Apesar de terem surgido num momento histórico que privilegiava o resgate do


camp e de seu potencial político - através dos movimentos e teoria queer - e de
utilizarem-se de formas e operações que remetem diretamente a esta sensibilidade, o
New Queer Cinema e o Cinema Camp Australiano apresentam abordagens bastante
diferentes no uso do camp.
O primeiro alinha-se mais aos fundamentos pós-estruturalistas da teoria queer,
organizando suas estruturas através do entrelaçamento de diferentes formas narrativas,
cooptadas de fontes variadas. A junção incongruente - ou camp - destas formas, somada
ao caráter paródico de sua reprodução e a momentos de auto-consciência narrativa,
servem para explicitar a natureza de produto culturalmente construído dos discursos dos
filmes, afastando-os da transparência da linguagem clássica do cinema.
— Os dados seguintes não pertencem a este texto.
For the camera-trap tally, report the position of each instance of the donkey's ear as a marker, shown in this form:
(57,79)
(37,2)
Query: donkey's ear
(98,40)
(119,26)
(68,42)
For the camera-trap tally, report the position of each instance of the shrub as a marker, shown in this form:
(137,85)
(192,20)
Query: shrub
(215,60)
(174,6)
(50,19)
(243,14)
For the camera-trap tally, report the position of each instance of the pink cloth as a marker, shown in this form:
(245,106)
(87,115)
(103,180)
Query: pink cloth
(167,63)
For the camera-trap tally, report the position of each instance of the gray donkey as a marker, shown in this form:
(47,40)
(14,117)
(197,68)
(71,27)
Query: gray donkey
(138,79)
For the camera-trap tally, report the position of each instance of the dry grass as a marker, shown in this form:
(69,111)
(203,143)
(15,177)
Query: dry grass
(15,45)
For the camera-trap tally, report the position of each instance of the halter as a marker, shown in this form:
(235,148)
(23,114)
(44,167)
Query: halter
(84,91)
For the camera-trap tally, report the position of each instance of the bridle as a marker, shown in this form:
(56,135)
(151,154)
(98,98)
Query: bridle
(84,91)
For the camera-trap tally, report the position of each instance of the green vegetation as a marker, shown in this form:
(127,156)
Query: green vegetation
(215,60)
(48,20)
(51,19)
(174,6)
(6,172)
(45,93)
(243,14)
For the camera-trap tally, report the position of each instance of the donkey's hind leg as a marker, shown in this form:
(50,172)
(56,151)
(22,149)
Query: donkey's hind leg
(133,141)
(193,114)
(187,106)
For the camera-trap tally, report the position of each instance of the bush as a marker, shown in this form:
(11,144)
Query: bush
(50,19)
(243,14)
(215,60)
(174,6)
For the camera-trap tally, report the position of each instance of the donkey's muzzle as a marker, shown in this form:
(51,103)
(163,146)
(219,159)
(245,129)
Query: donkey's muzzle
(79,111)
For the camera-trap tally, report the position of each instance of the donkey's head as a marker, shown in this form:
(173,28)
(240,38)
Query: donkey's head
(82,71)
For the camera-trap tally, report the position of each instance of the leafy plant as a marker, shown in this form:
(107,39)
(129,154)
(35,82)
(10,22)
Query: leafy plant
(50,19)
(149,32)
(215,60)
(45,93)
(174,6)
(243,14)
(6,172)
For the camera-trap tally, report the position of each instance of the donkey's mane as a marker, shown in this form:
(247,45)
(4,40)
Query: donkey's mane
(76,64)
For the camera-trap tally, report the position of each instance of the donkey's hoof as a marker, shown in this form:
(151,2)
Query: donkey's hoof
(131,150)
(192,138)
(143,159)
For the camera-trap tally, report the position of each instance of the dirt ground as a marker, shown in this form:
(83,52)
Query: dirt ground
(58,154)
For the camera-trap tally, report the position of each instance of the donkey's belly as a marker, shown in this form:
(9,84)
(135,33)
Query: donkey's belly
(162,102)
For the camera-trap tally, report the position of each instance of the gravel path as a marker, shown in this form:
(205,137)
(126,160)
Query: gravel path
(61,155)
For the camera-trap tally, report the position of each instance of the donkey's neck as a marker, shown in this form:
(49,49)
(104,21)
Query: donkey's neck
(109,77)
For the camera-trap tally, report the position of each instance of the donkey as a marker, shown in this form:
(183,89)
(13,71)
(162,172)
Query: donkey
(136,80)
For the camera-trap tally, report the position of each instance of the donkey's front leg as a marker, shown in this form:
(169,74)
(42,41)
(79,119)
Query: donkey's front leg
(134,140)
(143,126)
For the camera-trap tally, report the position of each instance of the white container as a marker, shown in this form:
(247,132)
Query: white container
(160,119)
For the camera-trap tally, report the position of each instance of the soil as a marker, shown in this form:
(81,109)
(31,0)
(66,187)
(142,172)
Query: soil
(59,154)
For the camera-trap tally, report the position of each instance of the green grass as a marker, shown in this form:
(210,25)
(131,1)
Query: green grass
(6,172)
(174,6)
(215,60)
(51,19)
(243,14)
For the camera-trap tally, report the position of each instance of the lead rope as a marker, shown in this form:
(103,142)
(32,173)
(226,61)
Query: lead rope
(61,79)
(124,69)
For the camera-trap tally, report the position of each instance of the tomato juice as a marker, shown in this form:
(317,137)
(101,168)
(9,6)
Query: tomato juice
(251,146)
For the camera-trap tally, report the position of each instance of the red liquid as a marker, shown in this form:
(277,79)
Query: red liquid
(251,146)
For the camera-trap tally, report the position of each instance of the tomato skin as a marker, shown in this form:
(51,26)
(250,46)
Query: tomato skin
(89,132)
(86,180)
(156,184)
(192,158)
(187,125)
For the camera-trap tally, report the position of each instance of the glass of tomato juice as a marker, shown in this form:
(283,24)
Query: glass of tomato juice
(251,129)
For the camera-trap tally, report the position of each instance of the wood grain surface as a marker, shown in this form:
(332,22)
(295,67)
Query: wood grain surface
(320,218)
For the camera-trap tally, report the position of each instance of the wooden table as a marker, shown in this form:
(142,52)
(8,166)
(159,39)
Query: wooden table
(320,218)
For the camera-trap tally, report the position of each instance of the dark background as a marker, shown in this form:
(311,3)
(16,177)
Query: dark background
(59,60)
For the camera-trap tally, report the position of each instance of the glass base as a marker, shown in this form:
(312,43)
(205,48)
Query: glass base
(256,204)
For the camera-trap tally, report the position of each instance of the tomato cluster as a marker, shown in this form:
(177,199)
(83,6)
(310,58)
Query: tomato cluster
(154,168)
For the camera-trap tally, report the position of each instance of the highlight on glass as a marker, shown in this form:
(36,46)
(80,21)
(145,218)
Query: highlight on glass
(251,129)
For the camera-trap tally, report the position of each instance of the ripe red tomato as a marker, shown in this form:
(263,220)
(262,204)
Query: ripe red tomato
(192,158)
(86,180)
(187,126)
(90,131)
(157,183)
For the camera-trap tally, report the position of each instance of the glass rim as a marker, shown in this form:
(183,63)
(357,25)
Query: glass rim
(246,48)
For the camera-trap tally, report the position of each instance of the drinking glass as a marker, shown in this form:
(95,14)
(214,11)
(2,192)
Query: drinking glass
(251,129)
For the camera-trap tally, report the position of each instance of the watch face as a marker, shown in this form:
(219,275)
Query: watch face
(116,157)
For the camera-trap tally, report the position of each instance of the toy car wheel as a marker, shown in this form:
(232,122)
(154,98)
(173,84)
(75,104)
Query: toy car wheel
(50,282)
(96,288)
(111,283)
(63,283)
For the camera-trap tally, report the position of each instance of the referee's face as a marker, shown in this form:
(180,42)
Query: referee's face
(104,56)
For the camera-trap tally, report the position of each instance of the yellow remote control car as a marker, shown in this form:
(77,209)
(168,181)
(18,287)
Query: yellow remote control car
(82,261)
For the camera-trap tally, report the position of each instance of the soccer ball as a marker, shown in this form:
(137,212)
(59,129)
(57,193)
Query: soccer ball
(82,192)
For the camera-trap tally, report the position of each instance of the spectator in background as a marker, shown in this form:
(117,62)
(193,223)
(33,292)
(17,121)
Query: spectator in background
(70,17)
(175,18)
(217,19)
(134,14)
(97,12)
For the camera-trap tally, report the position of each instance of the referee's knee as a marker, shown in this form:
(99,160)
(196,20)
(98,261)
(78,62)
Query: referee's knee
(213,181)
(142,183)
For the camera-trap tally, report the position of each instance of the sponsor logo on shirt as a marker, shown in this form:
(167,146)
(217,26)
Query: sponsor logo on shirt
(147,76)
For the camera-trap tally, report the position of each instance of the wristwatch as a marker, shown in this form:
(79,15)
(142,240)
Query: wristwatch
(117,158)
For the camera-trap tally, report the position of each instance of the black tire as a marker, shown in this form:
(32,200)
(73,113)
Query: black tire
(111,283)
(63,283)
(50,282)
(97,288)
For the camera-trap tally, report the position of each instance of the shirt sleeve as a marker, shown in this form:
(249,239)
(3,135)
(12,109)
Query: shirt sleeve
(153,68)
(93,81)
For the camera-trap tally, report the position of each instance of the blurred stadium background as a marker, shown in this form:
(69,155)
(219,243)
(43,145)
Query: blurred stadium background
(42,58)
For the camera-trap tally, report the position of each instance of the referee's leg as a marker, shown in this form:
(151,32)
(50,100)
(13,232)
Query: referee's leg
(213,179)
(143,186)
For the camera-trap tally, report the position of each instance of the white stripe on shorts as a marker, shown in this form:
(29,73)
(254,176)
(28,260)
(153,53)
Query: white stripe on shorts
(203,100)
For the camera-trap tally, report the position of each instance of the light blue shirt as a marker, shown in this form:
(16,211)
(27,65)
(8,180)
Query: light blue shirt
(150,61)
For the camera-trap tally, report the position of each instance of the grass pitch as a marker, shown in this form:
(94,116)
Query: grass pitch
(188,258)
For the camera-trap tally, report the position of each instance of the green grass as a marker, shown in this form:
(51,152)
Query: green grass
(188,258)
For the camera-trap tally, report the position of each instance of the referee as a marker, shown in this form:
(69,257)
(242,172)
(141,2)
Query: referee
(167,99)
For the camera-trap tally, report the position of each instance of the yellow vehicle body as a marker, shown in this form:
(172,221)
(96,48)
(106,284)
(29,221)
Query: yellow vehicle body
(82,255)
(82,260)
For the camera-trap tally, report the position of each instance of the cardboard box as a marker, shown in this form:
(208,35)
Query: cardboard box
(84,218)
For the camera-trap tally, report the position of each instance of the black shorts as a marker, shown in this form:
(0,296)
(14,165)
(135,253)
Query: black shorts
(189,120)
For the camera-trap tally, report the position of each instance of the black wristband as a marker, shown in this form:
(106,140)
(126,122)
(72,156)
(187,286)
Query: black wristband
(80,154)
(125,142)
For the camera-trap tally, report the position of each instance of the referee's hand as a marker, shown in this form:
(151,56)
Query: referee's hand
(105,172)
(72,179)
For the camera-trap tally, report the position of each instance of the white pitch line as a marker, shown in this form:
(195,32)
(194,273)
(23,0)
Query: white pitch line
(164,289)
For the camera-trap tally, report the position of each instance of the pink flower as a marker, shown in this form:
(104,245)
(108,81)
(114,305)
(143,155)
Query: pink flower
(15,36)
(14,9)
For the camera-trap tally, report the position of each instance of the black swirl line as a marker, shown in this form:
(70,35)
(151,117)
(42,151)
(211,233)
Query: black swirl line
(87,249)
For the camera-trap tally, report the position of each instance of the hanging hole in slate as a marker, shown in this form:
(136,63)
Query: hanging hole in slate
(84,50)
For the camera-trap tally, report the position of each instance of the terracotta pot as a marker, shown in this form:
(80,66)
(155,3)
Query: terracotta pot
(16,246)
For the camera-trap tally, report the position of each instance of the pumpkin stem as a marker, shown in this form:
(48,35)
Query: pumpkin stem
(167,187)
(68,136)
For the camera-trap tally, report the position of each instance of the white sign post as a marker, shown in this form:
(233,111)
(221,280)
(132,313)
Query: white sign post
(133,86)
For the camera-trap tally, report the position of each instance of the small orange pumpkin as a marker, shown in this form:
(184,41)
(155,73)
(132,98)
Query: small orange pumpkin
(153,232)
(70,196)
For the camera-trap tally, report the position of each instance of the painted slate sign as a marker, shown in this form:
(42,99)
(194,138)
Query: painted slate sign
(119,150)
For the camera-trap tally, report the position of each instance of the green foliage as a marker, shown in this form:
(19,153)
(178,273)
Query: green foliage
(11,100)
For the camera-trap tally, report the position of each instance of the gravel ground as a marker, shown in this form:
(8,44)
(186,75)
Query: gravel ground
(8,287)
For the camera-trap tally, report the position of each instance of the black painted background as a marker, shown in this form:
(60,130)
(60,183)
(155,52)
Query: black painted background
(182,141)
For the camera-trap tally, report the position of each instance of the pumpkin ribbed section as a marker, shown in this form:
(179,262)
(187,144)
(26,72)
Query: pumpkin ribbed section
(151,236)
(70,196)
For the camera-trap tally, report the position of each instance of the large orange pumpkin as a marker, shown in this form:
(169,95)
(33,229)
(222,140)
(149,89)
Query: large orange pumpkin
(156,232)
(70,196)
Esta operação
espelha a que a teoria queer promove com respeito às identidades sexuais e de gênero, e
seu caráter culturalmente construído.
Já o segundo utiliza-se dos significantes camp (kitsch, trash) em sua superfície -
cenografia, figurinos - cujo excesso é ressaltado pela fotografia (no caso do Vem
Dançar Comigo) e pelas atuações histriônicas. Estes significantes, porém, servem para
simbolizar uma tradição decadente e que deve ser superada, afastando-se da tentativa
queer de resgatar o potencial político do camp.